Use for: - Service unavailable - Database connection lost - Critical resource exhaustion
Best Practices¶
1. Use Appropriate Log Levels¶
# Good
logger.debug(f"Processing {len(items)} items")
logger.info("User logged in successfully")
logger.warning("Rate limit approaching")
logger.error("Failed to fetch data from API", exc_info=True)
# Bad
logger.info("x=5, y=10, z=15") # Too detailed for INFO
logger.error("User not found") # Not an error, should be WARNING or INFO
2. Include Context¶
# Good
logger.error(
"Failed to process order",
extra={
'order_id': order.id,
'user_id': order.user_id,
'error': str(e)
}
)
# Bad
logger.error("Failed to process order")
3. Don't Log Sensitive Data¶
# Bad - Never log passwords, API keys, tokens
logger.debug(f"Password: {password}")
logger.debug(f"API Key: {api_key}")
# Good - Log non-sensitive identifiers
logger.debug(f"Authenticating user: {username}")
logger.debug(f"Using API key ending in: {api_key[-4:]}")
4. Use Structured Logging¶
# Good - Structured
logger.info(
"Order placed",
extra={
'order_id': 123,
'user_id': 456,
'amount': 99.99,
'currency': 'USD'
}
)
# Bad - Unstructured
logger.info(f"Order 123 placed by user 456 for $99.99 USD")
5. Log Exceptions Properly¶
# Good
try:
result = risky_operation()
except Exception as e:
logger.error("Operation failed", exc_info=True)
# or
logger.exception("Operation failed") # Same as exc_info=True
# Bad
try:
result = risky_operation()
except Exception as e:
logger.error(f"Error: {str(e)}") # Loses traceback
Third-Party Library Logging¶
The logging system automatically sets appropriate levels for common third-party libraries to reduce noise:
urllib3: WARNINGrequests: WARNINGwebsockets: WARNINGaiohttp: WARNING
Testing¶
The logging framework includes comprehensive tests in tests/test_logging.py.
Run tests:
Troubleshooting¶
Logs Not Appearing¶
- Check log level:
echo $LOG_LEVEL - Check log directory exists and is writable:
ls -la logs/ - Check Django settings include logging configuration
Log Files Too Large¶
Adjust rotation settings in logging_config.py:
file_handler = logging.handlers.RotatingFileHandler(
main_log_file,
maxBytes=5 * 1024 * 1024, # Reduce to 5 MB
backupCount=5, # Keep fewer backup files
encoding='utf-8'
)
Performance Issues¶
- Reduce log level in production (WARNING or ERROR)

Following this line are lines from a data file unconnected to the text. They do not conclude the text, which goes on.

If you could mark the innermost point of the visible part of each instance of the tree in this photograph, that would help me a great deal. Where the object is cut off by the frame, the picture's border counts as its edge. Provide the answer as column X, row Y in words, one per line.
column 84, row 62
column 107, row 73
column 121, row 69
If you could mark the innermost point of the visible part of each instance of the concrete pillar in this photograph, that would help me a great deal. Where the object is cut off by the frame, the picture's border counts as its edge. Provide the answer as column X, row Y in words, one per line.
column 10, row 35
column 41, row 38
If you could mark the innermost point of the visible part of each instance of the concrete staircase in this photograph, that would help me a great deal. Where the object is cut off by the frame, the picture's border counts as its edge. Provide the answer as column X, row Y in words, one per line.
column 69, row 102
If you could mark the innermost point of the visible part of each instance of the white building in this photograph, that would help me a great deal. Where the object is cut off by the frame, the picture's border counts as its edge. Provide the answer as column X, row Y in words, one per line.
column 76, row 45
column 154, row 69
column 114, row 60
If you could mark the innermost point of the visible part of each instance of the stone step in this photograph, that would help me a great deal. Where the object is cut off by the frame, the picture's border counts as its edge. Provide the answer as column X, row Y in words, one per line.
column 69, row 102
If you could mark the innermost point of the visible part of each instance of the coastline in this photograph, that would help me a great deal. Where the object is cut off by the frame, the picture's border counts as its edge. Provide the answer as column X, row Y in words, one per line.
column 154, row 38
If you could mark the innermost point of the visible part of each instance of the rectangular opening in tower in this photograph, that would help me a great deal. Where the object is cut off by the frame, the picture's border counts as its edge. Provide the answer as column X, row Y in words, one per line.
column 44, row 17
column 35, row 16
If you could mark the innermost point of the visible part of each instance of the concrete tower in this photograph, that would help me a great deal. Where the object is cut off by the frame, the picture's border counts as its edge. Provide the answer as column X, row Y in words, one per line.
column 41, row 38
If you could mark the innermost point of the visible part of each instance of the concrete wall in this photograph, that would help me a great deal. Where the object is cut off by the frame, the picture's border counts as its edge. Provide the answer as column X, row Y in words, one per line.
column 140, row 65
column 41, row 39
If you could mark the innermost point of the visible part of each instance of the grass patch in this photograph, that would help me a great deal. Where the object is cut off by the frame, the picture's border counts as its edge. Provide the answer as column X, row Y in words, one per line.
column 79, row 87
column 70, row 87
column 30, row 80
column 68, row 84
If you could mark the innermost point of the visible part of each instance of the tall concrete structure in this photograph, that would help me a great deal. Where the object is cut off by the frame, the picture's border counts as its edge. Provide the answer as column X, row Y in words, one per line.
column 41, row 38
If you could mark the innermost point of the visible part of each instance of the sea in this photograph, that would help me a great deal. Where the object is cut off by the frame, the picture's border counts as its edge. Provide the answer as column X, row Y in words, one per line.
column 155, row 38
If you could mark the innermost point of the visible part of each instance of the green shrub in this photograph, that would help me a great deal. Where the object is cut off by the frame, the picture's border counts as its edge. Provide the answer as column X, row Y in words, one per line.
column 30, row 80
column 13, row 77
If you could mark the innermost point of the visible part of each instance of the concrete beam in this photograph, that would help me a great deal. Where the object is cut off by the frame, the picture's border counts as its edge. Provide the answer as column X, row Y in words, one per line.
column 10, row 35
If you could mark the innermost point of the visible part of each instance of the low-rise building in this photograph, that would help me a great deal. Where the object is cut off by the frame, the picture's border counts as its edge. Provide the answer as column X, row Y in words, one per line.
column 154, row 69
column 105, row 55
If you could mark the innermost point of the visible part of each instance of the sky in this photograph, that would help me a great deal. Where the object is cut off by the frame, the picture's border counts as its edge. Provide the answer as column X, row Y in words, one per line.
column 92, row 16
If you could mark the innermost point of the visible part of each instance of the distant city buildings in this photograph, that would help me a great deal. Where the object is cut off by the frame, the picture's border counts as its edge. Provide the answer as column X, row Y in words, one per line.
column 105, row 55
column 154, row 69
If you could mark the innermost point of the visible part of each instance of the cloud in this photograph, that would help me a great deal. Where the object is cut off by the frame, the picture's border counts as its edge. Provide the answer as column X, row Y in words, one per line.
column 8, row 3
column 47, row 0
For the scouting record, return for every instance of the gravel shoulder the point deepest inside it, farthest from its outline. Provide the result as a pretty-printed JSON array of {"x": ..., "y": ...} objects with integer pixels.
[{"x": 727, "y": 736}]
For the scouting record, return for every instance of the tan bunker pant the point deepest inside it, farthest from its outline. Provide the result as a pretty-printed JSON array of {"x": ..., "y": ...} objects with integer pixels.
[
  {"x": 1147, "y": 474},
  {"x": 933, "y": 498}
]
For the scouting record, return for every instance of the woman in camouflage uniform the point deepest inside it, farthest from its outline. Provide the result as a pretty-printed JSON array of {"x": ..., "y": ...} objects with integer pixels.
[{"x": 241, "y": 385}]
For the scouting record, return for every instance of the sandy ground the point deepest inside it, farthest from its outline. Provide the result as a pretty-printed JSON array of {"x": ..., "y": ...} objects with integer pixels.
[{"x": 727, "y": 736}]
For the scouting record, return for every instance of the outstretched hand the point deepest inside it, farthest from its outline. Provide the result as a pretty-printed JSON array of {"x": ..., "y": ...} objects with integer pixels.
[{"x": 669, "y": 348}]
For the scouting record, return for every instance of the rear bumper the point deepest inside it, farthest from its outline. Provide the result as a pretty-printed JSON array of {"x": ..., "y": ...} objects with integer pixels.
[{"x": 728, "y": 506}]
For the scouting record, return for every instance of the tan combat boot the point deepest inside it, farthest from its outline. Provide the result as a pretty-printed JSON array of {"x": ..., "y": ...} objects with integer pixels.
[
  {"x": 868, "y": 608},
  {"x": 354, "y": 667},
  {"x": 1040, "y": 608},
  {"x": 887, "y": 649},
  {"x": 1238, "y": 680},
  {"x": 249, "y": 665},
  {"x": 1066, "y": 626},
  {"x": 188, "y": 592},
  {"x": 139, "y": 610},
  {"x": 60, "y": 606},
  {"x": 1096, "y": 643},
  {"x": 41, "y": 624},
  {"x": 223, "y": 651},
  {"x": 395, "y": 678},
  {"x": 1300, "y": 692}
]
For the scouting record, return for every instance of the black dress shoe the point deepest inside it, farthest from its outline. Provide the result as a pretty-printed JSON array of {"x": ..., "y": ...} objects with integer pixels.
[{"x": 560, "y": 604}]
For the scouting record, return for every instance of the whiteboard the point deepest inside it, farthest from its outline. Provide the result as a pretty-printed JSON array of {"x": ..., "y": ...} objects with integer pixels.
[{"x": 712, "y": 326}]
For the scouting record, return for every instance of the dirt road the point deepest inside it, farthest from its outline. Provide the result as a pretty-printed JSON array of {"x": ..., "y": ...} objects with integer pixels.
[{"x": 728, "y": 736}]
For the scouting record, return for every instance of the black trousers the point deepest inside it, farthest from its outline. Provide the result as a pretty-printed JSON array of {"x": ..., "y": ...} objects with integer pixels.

- Disable console logging in production
- Use asynchronous logging handler for high-volume applications
Example Configuration¶
Development¶
export ENVIRONMENT=development
export LOG_LEVEL=DEBUG
export LOG_DIR=logs
export USE_JSON_LOGGING=false
Production¶
export ENVIRONMENT=production
export LOG_LEVEL=WARNING
export LOG_DIR=/var/log/dsta
export USE_JSON_LOGGING=true
Integration with External Systems¶
ELK Stack (Elasticsearch, Logstash, Kibana)¶
Enable JSON logging and configure Filebeat to ship logs:
# filebeat.yml
filebeat.inputs:
- type: log
enabled: true
paths:
- /var/log/dsta/*.log
json.keys_under_root: true
json.add_error_key: true
Splunk¶
Configure Splunk Universal Forwarder to monitor log directory:
CloudWatch Logs¶
Use AWS CloudWatch Logs agent to ship logs to AWS.